Comme abbatus en plein vol.
Ce déterminisme suffocant et cette fatalité, on les retrouve dans les personnages d'Huguenin. Notamment Olivier, protagoniste mystérieux et imprévisible, qui déploit une rage sans pareille pour faire l'expérience de sa liberté. Et bien que ses desseins semblent à première vue immoraux, on en vient par moment à souhaiter qu'il les atteigne malgré tout. Qu'il puisse s'affranchir de l'ordre établi et du regard des autres, pour enfin vivre cet amour interdit... Avant d'être nous-mêmes rattrapés par notre morale, et mis face à nos pulsions morbides. Une expérience de lecture troublante, immersive, qui n'est pas sans rappeler Lolita de Nabokov.
Il faut dire que personnage d'Olivier fascine, par sa façon de forcer sa liberté, sa rage et son intensité dans la vie. Il est en quête d'absolu et c'est ce qui fait de lui un héros romantique, forcément tragique.
Et puis, il y a en lui toute cette solitude existentielle : toujours entouré, mais terriblement seul. Lui que personne ne peut aider à porter ses tourments, mais aussi, et on ne s'en aperçoit que vers la fin, lui que personne n'aime véritablement... Pire, on le déteste, sa présence met mal à l'aise et pousse les autres dans les recoins les plus sombres d'eux-mêmes.

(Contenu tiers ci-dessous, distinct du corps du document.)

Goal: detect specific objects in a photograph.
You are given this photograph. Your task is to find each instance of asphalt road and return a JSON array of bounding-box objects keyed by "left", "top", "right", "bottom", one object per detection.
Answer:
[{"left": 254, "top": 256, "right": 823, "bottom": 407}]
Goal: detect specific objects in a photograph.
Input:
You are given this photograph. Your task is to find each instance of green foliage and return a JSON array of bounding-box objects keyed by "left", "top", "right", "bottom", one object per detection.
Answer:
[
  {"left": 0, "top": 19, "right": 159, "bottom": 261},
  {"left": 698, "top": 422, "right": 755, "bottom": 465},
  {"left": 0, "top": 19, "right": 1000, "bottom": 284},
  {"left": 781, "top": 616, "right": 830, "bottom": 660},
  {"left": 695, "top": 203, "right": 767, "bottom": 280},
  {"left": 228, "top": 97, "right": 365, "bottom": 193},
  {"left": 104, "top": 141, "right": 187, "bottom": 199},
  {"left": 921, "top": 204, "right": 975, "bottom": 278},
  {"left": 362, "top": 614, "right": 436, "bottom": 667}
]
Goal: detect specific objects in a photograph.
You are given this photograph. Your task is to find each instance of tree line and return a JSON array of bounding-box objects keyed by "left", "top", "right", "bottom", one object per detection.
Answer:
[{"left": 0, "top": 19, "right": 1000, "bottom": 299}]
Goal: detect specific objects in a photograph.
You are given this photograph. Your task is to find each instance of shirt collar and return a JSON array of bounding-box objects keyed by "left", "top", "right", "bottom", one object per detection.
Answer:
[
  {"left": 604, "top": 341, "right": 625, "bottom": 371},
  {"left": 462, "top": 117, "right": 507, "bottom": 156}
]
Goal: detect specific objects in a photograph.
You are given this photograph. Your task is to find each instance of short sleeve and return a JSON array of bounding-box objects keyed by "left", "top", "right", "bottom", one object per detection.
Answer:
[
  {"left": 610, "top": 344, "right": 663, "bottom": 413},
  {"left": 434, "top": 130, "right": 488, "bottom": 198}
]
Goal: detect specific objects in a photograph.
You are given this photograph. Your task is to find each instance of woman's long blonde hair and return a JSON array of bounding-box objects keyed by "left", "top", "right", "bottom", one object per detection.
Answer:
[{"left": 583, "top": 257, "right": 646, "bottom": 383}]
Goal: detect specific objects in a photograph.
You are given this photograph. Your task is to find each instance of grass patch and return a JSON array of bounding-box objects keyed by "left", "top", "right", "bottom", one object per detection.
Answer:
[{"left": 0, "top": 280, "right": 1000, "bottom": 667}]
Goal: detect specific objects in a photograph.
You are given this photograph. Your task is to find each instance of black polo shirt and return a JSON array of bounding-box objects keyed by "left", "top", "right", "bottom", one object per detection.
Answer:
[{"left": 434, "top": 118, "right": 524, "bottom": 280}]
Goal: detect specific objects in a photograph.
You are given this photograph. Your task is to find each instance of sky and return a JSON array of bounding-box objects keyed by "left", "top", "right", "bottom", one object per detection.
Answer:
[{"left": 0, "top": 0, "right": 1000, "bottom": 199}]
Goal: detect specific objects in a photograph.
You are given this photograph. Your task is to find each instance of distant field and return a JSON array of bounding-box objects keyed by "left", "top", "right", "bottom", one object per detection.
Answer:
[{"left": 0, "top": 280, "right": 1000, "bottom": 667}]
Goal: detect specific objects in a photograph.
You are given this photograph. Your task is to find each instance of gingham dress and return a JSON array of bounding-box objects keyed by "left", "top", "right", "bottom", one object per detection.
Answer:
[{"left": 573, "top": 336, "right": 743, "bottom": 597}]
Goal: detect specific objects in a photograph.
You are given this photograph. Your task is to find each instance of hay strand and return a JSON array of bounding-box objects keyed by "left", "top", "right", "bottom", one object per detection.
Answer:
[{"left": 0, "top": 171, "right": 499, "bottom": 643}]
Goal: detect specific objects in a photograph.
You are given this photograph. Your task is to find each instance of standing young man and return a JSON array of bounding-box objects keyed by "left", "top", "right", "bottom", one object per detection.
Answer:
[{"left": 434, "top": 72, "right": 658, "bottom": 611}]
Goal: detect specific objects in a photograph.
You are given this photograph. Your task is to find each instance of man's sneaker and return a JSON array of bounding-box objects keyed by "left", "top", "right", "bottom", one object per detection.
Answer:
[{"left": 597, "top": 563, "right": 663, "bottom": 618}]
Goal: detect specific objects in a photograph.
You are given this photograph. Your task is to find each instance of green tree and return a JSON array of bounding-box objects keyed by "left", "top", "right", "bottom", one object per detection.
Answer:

J'ai trouvé à cet égard le personnage du meilleur ami, Pierre, très intéressant dans le déroulé de l'histoire. Il veut devenir écrivain, et on sent par là qu'il éprouve une forme de jalousie vis à vis d'Olivier. Pourtant, à aucun moment il n'est fait mention de l'éventualité que celui-ci n'écrive. Il y a une mise en abîme implicite : le lecteur sait qu'Olivier, au fond, c'est Huguenin (les quelques passages qui basculent à la 1ère personne viennent d'ailleurs confirmer cette impression, comme s'ils avaient échappés à la plume de l'auteur). Car même si Olivier n'écrit pas dans le roman, on le pressent : il est déjà écrivain ou en passe de l'être. Sa sensibilité et sa voracité pour la vie ne trompent pas. Il sera bien plus doué que Pierre, trop pragmatique et raisonnable.
Et puis, au fil de l'histoire, les personnages semblent échanger peu à peu leurs rôles. Pierre, en meilleur ami docile un peu sous emprise, se révèle finalement obscur et énigmatique; tandis qu'Olivier, de plus en plus impuissant, apparaît esseulé et déterminé par un destin tragique, dont le cours lui échappe malgré tous ses efforts.
Comme le sable fin des plages de Bretagne qui lui glisse entre les doigts, il ne parvient à retenir ni le temps, ni les personnes qu'il aime; irrémédiablement condamné pour avoir "bêtement refusé la vie".